Bruno Carvalho disse...

Genial Felipin, genial!

Aposto que você deve ter demorado um tempão para escrever isso. A parte do juri, as discussões (todas elas de acordo com as discussões matrimoniais) e principalmente com o veredicto!
Começo, meio e fim!! Dá até peça de teatro éééééééeé´, tô entusiasmadin ahahahahhaahh!

Excelente cara! Parabéns!

Carlos Filho disse...

Gostei mesmo da separação feita por vc dos seus personagens ! Não parece ser a mesma pessoa, vc criou uma personalidade pra cada um, realmente são PERSONAGENS, cada uma com a sua...hehehe.
Parabéns Felipe.


PS:. Carlos ainda recorrendo ao bom e velho "Pai dos burros". Obrigado por essa oportunidade de aprendizado, mau caro!

Abraçooo!

Ciro disse...

"Verborrágicas". De todas as palavras novas nesse texto, essa com certeza é a que ficou martelando na minha cabeça. Q seria? Uma "hemorragia de palavras"? Hahhahahahaha!!!

Felipão, eu ia falar que esse texto é "genial", mas o pessoal aí de cima já usou essa palavra. Creio que fico foi FANTÁSTICO. Perfeito. Criativo. Engraçado. Ousado até, viu? E esses nomes então? Hahahahahha!!! Não sei que tipo de comentário vc gosta de ler, creio que críticas sobre o que faltou ou sobro no texto.
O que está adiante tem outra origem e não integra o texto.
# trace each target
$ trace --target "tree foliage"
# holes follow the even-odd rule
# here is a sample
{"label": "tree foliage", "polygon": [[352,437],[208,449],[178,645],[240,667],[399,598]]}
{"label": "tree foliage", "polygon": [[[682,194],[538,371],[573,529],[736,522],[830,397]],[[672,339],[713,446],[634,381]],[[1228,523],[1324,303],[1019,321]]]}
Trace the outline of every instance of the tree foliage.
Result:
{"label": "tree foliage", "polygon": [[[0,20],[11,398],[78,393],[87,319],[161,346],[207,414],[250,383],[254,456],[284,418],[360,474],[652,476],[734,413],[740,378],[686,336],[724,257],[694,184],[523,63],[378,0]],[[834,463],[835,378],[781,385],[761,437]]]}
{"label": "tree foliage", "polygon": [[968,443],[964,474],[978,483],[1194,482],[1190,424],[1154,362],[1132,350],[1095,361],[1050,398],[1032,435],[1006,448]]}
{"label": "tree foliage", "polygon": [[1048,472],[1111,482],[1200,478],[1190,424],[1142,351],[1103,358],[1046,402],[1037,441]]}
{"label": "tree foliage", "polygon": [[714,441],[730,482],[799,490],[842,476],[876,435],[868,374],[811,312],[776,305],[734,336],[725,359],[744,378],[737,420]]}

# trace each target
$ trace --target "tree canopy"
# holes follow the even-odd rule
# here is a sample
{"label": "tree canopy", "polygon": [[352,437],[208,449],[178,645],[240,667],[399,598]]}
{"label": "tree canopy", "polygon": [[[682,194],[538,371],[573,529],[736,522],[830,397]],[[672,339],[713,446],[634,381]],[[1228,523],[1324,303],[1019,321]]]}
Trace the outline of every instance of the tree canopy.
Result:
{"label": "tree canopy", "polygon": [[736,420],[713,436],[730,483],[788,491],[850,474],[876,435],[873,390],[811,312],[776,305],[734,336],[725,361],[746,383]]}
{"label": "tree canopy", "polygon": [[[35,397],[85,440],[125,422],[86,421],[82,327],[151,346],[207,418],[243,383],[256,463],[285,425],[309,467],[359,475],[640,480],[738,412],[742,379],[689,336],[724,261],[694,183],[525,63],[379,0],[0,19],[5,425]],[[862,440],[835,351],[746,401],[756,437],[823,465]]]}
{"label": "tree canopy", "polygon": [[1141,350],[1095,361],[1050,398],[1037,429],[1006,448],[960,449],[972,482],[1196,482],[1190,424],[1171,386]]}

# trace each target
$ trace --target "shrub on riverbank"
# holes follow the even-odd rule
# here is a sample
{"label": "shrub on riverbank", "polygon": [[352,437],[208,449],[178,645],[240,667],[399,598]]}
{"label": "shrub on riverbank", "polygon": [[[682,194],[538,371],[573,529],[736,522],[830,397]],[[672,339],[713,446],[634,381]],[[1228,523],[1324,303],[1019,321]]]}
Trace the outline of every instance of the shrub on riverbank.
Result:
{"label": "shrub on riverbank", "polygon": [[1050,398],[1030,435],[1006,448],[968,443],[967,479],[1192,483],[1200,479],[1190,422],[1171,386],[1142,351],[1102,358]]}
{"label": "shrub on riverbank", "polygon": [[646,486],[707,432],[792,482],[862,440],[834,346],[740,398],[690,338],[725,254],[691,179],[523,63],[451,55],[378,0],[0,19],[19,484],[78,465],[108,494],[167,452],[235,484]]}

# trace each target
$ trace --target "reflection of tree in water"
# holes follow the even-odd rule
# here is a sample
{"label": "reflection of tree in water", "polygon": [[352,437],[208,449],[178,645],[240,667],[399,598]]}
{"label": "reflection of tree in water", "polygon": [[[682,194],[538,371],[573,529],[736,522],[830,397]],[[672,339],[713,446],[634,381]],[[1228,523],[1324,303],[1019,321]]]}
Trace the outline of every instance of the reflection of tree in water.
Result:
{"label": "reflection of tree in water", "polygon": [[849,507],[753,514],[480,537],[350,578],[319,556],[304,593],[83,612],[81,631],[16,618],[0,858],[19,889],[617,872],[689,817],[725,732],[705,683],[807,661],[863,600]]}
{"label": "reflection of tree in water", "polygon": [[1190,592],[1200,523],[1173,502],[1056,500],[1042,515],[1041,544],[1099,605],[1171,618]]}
Mas não faltou nem sobrou nada nesse aqui. Está perfeito mesmo. Vc está sendo um "achado".Acho q esse blog está sendo muito bom, uma vez que vem mostrando um Felipe que não conhecíamos. Aliás, acho que nem vc conhecia, hã? Ou será que estava "escondendo o leite" o tempo todo, hein Rafaelão? Continue assim. Está divino.
Como vc mesmo diria, esse vai pro meu TOP 20 FELIPE, disputando lugar com "Tudo de ruim", "Máscaras da Vida" e "A Marcha de Peres White".

Grande abraço e sinceras congratulações!

Anônimo disse...

Mas essa muilher aí é louquinha, né? rs.
Gostei, Felipe. Bem boladinho o seu textinho. bjinho.

Anônimo disse...

"Flávia Plínia"...

CACETAAAAAAADA!!!!!!!!!!!

Flavio Carvalho disse...

Loucura, loucura,

Muito massa!

Anônimo disse...

eu bem q tentei ler esse seu texto, mas as letras em negrito me deixaram meio tonto...

Sessyllya ayllysseS disse...

Ahahahahahahahahahahah!!!

Muito bom texto, Felipe!!! Concordo com o Ciro, parece que há um estilo literário bem diferente se construindo em você (ou por meio de você)... Um estilo cheio de um humor crítico e agradável de ler, que sempre nos leva a refletir sobre as relações cotidianas...

Super parabéns!!!

Viviane disse...

Caramba! Personagens neuroticos! rsrsr
O titulo tem tudo a ver com o texto. Realmente, ódio alimenta ódio, indiferença alimenta indifirença, assim como amor alimenta amor e tolerancia alimenta tolerancia.
Muito bom texto, muito engraçado. Tragicômico, eu diria.